Always roll out new policies with the Audit effect first and monitor the compliance dashboard for 1-2 weeks before switching to Deny. Deploying a Deny policy without a dry run can silently break CI/CD pipelines, auto-scaling, and disaster recovery processes that create resources programmatically.
Use policy exemptions (not exclusions) when a specific resource genuinely needs an exception. Exemptions are time-bounded, auditable, and require justification — they show up in compliance reports. Exclusions are scope-based and easy to abuse because they silently remove entire resource groups from evaluation.
DeployIfNotExists policies require a managed identity with the right permissions to create the remediation resource.

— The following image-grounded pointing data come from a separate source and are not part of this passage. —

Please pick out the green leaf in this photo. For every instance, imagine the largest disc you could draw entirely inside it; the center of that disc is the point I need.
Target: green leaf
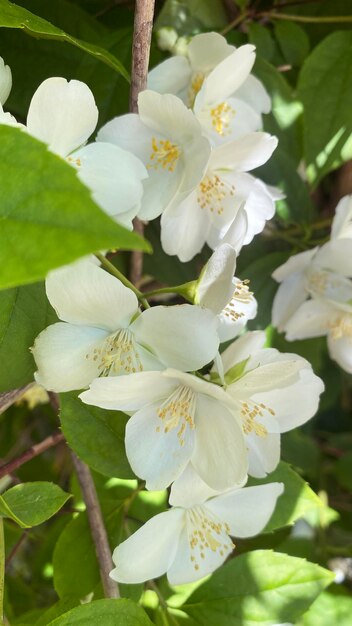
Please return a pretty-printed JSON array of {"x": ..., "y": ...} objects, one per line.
[
  {"x": 104, "y": 613},
  {"x": 97, "y": 436},
  {"x": 48, "y": 217},
  {"x": 325, "y": 88},
  {"x": 258, "y": 588},
  {"x": 298, "y": 498},
  {"x": 24, "y": 313},
  {"x": 31, "y": 504},
  {"x": 14, "y": 16},
  {"x": 329, "y": 609},
  {"x": 293, "y": 41}
]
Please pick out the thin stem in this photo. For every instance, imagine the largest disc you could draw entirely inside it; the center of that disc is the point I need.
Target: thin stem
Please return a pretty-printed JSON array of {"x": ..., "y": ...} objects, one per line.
[
  {"x": 309, "y": 19},
  {"x": 97, "y": 527},
  {"x": 142, "y": 35},
  {"x": 2, "y": 569},
  {"x": 32, "y": 452}
]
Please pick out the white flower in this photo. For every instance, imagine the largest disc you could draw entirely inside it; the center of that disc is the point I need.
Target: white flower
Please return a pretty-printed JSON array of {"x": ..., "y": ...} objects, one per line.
[
  {"x": 189, "y": 542},
  {"x": 273, "y": 393},
  {"x": 103, "y": 332},
  {"x": 63, "y": 115},
  {"x": 177, "y": 418},
  {"x": 320, "y": 317},
  {"x": 227, "y": 296},
  {"x": 5, "y": 81},
  {"x": 167, "y": 138},
  {"x": 228, "y": 204},
  {"x": 215, "y": 79}
]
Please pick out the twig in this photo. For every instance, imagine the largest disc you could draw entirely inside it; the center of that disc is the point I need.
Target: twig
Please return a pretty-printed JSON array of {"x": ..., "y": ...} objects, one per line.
[
  {"x": 97, "y": 527},
  {"x": 10, "y": 397},
  {"x": 32, "y": 452},
  {"x": 142, "y": 34}
]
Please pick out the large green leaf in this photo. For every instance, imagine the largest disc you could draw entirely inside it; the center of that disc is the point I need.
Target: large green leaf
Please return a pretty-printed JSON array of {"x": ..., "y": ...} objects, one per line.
[
  {"x": 325, "y": 88},
  {"x": 14, "y": 16},
  {"x": 48, "y": 217},
  {"x": 31, "y": 504},
  {"x": 298, "y": 498},
  {"x": 97, "y": 436},
  {"x": 258, "y": 588},
  {"x": 104, "y": 613},
  {"x": 24, "y": 313}
]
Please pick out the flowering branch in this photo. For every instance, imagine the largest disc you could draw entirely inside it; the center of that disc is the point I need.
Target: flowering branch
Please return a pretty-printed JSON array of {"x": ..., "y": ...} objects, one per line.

A common failure mode is assigning the policy but forgetting to grant the policy's managed identity Contributor or the specific role needed for the deployment template. The policy will report non-compliance but never actually remediate.
Deny blocks resource creation or modification when conditions match — use it for hard guardrails. Audit allows the operation but creates a compliance entry for reporting — use it for soft enforcement during rollout. DeployIfNotExists checks for a related resource (like a diagnostic setting) after the main resource is created and deploys it if missing — use it for automated remediation. Most organizations start with Audit, then move to Deny or DeployIfNotExists once teams have adapted.
An initiative (also called a policy set definition) groups multiple policy definitions together for assignment as a single unit. For example, the CIS Microsoft Azure Foundations Benchmark initiative contains dozens of individual policies. Initiatives simplify management because you assign them once at a management group or subscription level rather than assigning each policy individually. The builder creates individual definitions that you can then group into initiatives.